Market Basket Analysis (MBA) also known as association rule learning or affinity analysis, is a data mining technique that can be used in various fields, such as marketing, bioinformatics, education field, nuclear science, etc. The main aim of MBA in marketing is to provide information to the retailer to understand the purchase behavior of the buyer, which can help the retailer in correct decision-making (Kaur & Kang, 2016).
The objective of this analysis is to determine when customers have 2 certain products in their shopping cart or basket, which items they will be likely to purchase with.

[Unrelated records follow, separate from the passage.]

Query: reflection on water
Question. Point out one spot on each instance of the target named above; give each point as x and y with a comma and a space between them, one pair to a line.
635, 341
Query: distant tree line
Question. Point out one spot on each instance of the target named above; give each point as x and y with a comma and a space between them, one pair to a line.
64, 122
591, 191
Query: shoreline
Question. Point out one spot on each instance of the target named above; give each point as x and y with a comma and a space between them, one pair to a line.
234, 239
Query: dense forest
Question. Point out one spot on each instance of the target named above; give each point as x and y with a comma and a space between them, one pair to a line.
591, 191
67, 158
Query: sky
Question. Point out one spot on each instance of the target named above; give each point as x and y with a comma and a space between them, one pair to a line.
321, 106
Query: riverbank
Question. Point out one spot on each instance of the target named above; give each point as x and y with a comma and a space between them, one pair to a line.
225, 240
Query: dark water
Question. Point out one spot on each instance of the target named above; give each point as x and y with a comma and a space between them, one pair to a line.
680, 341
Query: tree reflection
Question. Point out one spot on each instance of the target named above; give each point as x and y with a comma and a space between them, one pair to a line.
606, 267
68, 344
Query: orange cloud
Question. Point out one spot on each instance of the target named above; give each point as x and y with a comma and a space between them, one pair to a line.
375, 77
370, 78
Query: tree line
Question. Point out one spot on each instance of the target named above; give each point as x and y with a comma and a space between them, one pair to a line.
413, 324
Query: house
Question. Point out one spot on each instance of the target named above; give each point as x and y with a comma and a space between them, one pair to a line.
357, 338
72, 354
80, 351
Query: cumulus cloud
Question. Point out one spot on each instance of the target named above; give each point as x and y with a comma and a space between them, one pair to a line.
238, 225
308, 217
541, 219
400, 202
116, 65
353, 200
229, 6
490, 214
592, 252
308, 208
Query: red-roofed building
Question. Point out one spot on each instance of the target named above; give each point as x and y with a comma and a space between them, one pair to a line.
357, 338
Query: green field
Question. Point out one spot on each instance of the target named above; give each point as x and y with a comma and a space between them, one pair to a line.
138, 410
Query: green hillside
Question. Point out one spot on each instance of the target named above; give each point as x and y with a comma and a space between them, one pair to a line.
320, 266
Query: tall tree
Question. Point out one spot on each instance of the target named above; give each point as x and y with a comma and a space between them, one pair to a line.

- The AdventureWorksDW21019 sample database of Microsoft SQL Server includes the following tables:
- FactInternetSales table, recording sales through internet channel, will be mainly used to analyze our basket with two attributes: SalesOrderNumber and ProductKey.
SELECT TOP 10
SalesOrderNumber
, ProductKey
FROM FactInternetSales;
SELECT
SalesOrderNumber
, COUNT(ProductKey) AS NumberofProducts
FROM FactInternetSales
GROUP BY SalesOrderNumber
HAVING COUNT(ProductKey) >= 3;
WITH OrderList AS
(
SELECT
SalesOrderNumber
, COUNT(ProductKey) AS NumberofProducts
FROM FactInternetSales
GROUP BY SalesOrderNumber
HAVING COUNT(ProductKey) >= 3
)
SELECT
OrderList.SalesOrderNumber
, InSales.ProductKey
FROM OrderList
JOIN FactInternetSales AS InSales
ON Orderlist.SalesOrderNumber = InSales.SalesOrderNumber;
WITH OrderList AS
(
SELECT
SalesOrderNumber
, COUNT(ProductKey) AS NumberofProducts
FROM FactInternetSales
GROUP BY SalesOrderNumber
HAVING COUNT(ProductKey) >= 3
),
OrderInfo AS
(
SELECT
OrderList.SalesOrderNumber
, InSales.ProductKey
FROM OrderList
JOIN FactInternetSales AS InSales
ON Orderlist.SalesOrderNumber = InSales.SalesOrderNumber
)
SELECT
OrderInfo1.SalesOrderNumber
, OrderInfo1.ProductKey AS Product1
, OrderInfo2.ProductKey AS Product2
, OrderInfo3.ProductKey AS Product3
FROM OrderInfo AS OrderInfo1
JOIN OrderInfo AS OrderInfo2
ON OrderInfo2.SalesOrderNumber = OrderInfo1.SalesOrderNumber
JOIN OrderInfo AS OrderInfo3
ON OrderInfo3.SalesOrderNumber = OrderInfo1.SalesOrderNumber
WHERE OrderInfo1.ProductKey < OrderInfo2.ProductKey
AND OrderInfo2.ProductKey < OrderInfo3.ProductKey;
- We self-join 3 CTE tables (tables of Sales Order Number and Product Key) to create a new table with an Order Number and 3 different products in that order.*
- Condition to avoid duplicate - WHERE:
OrderInfo1.ProductKey < OrderInfo2.ProductKey < OrderInfo3.ProductKey. - We have the following result:
WITH OrderList AS
(
SELECT
SalesOrderNumber
, COUNT(ProductKey) AS NumberofProducts
FROM FactInternetSales
GROUP BY SalesOrderNumber
HAVING COUNT(ProductKey) >= 3
),
OrderInfo AS
(
SELECT
OrderList.SalesOrderNumber
, InSales.ProductKey
FROM OrderList
JOIN FactInternetSales AS InSales
ON Orderlist.SalesOrderNumber = InSales.SalesOrderNumber
)
SELECT DISTINCT
OrderInfo1.ProductKey AS Product1
, OrderInfo2.ProductKey AS Product2
, OrderInfo3.ProductKey AS Product3
, COUNT(OrderInfo3.ProductKey) OVER(PARTITION BY OrderInfo1.ProductKey, OrderInfo2.ProductKey, OrderInfo3.ProductKey) AS Frequency
FROM OrderInfo AS OrderInfo1
JOIN OrderInfo AS OrderInfo2
ON OrderInfo2.SalesOrderNumber = OrderInfo1.SalesOrderNumber
JOIN OrderInfo AS OrderInfo3
ON OrderInfo3.SalesOrderNumber = OrderInfo1.SalesOrderNumber
WHERE OrderInfo1.ProductKey < OrderInfo2.ProductKey
AND OrderInfo2.ProductKey < OrderInfo3.ProductKey
ORDER BY Frequency DESC;
- From the above result, we can recognize that when there are products number 477 and 478 in customers' baskets, they are most likely to buy products number 485.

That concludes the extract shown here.